Cup Curriculum: Curriculum Learning on Model Capacity

Luca Scharr,Vanessa Toborek
2023-11-07
Abstract:Curriculum learning (CL) aims to increase the performance of a learner on a given task by applying a specialized learning strategy. This strategy focuses on either the dataset, the task, or the model. There is little to no work analysing the possibilities to apply CL on the model capacity in natural language processing. To close this gap, we propose the cup curriculum. In a first phase of training we use a variation of iterative magnitude pruning to reduce model capacity. These weights are reintroduced in a second phase, resulting in the model capacity to show a cup-shaped curve over the training iterations. We empirically evaluate different strategies of the cup curriculum and show that it outperforms early stopping reliably while exhibiting a high resilience to overfitting.
Machine Learning
What problem does this paper attempt to address?

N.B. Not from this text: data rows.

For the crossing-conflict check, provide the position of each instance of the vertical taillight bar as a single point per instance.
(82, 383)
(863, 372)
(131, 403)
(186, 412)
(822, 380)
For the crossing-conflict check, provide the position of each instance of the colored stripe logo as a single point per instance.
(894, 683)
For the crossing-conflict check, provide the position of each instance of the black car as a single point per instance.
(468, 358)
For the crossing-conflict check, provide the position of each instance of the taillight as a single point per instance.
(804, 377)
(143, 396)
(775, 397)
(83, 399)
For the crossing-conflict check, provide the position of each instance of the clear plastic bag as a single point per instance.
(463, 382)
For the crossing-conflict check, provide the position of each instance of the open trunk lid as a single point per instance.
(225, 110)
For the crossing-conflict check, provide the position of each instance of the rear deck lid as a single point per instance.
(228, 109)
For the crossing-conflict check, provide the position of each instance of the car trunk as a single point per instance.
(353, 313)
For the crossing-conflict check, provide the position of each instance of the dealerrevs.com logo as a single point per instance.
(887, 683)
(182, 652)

The paper attempts to address the possibility and effectiveness of applying Curriculum Learning (CL) to model capacity in Natural Language Processing (NLP). Specifically, the authors propose a new method called "cup curriculum," which involves initially reducing the model capacity during training and then gradually restoring it, forming a cup-shaped curve to improve model performance. This approach aims to overcome the limitations of existing techniques such as early stopping and Iterative Magnitude Pruning (IMP), particularly in preventing overfitting and enhancing model generalization. The main contributions of the paper include: 1. **Proposing Model Curriculum**: For the first time, the analysis of curriculum learning for model capacity in the NLP field is conducted, and the new concept of "cup curriculum" is introduced. 2. **Testing Different Strategies**: Extensive experiments are conducted to validate different "cup curriculum" strategies, including various reset, initialization, and update schemes. 3. **Providing Usable Code**: To facilitate future research, the authors also provide easy-to-use code. Through this work, the authors demonstrate that the "cup curriculum" can reliably outperform early stopping across various model sizes and has a high resistance to overfitting. This provides new ideas and methods for model optimization in the NLP field.